According to Fortinet, a high-performance network security provider, the escalating number and complexity of security rules and policies accumulated by organisations over time is leaving many unable to respond effectively to the changing threat landscape.
“Rules are constantly added to security devices, but seldom removed, and this complexity is spiralling out of control,” said Vishak Raman, Senior Regional Director SAARC, Fortinet.
“Administrators find it increasingly challenging to understand the security they are implementing and are under impossible time pressures to troubleshoot new problems. The risk is that security holes open up amid the chaos. The answer to complexity is not more complexity,” added Raman.
The following are Fortinet’s top five tips for minimising ‘policy accumulation’.
1. Drive Application Awareness. The process of simplifying security policies is challenged by the introduction of application-aware security; a key tenet of next-generation firewall technology. Critical, however, is the ability to attach this to individual user-IDs in one place, and enforce it throughout the network and across network security functions.
2. Enable Single-Sign On. In reality, the added granularity that arises from running distinct security policies according to each different authentication environment can be burdensome to security management. Applying Single Sign On (SSO) is another instance where (when implementing the correct approach) simplified security policy need not be at the cost of losing valuable context about the user’s location or device.
3. Unify Wired and Wireless Network Visibility & Control. Runaway policy accumulation invariably occurs where wired and wireless network access is entirely separate for management purposes. Where both coexist, wireless is typically the more dynamic environment with similar levels of traffic as wired infrastructure; compounding the rationale for integrating both (including user-centric policies) for easier oversight and simplified monitoring and compliance.
4. Rationalise Network Security. Managing a large estate of specialised security devices from many different manufacturers is a sure fire way of multiplying the number of live security policies. Deploying a suite of complementary systems from the same vendor reduces operating costs by enabling easier and more responsive management with less policies, higher performance and better overall security. It also enables network access policies to be integrated with all other security policies.
5. Focus Smart Policies by Users and Devices. iOS, MacOS, Windows, RIM, Android, Ubuntu, Unix, Linux all require policy differentiation at some level, which can have a huge drain on management time. Combined with a SSO approach to policy enforcement at a unified ingress point onto the wired/wireless network, all policies can be determined according user ID, device type and location.

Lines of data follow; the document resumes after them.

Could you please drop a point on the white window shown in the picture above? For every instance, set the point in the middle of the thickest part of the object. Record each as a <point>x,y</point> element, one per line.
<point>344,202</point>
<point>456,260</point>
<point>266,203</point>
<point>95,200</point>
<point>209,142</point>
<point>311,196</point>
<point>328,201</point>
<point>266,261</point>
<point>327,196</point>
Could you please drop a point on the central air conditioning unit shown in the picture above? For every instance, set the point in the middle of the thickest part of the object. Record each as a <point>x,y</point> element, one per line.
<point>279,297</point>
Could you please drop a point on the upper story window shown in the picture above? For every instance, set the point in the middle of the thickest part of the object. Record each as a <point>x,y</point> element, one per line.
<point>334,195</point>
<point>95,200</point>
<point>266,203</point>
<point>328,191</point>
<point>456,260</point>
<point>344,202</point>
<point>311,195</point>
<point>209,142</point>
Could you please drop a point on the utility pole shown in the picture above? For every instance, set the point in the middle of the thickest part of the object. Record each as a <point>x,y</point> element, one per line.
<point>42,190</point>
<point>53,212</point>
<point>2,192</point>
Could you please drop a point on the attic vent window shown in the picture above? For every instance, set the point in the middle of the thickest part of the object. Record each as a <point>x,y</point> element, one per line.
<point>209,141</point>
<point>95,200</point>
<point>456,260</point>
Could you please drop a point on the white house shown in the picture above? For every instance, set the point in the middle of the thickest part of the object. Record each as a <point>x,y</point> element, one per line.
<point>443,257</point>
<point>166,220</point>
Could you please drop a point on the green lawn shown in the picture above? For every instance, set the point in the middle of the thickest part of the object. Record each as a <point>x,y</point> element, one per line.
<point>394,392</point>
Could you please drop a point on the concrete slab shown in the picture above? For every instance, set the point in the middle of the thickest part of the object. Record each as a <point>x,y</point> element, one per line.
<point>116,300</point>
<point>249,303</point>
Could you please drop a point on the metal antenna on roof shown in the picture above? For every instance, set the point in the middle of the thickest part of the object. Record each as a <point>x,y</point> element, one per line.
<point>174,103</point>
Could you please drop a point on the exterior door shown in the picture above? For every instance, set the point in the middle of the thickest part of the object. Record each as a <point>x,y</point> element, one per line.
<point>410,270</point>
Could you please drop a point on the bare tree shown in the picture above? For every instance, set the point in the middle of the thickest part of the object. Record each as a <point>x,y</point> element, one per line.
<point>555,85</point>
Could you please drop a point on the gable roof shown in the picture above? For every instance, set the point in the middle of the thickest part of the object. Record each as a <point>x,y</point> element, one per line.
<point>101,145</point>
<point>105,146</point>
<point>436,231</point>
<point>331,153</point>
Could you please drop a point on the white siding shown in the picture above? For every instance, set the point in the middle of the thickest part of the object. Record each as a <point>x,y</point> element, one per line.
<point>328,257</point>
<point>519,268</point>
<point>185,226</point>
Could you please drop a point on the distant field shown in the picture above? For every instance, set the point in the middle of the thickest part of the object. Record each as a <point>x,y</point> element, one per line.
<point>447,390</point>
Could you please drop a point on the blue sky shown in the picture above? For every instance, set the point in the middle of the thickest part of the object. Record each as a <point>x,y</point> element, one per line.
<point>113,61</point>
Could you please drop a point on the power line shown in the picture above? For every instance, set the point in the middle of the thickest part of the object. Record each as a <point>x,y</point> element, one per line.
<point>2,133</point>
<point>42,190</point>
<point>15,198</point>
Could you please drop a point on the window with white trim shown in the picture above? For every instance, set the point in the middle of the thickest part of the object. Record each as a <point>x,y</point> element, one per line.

Fortinet has followed up the release of its new FortiOS 5 operating system with a new white paper resource for security administrators to easily and seamlessly implement ID-based ‘smart policies’ across their wired and wireless network infrastructures. Entitled “Making Smart Policies with FortiOS 5”, the white paper shows how organisations can unify access and security policies, apply an integrated, ID based authentication and authorisation model and benefit from simplified visibility of detailed real-time data.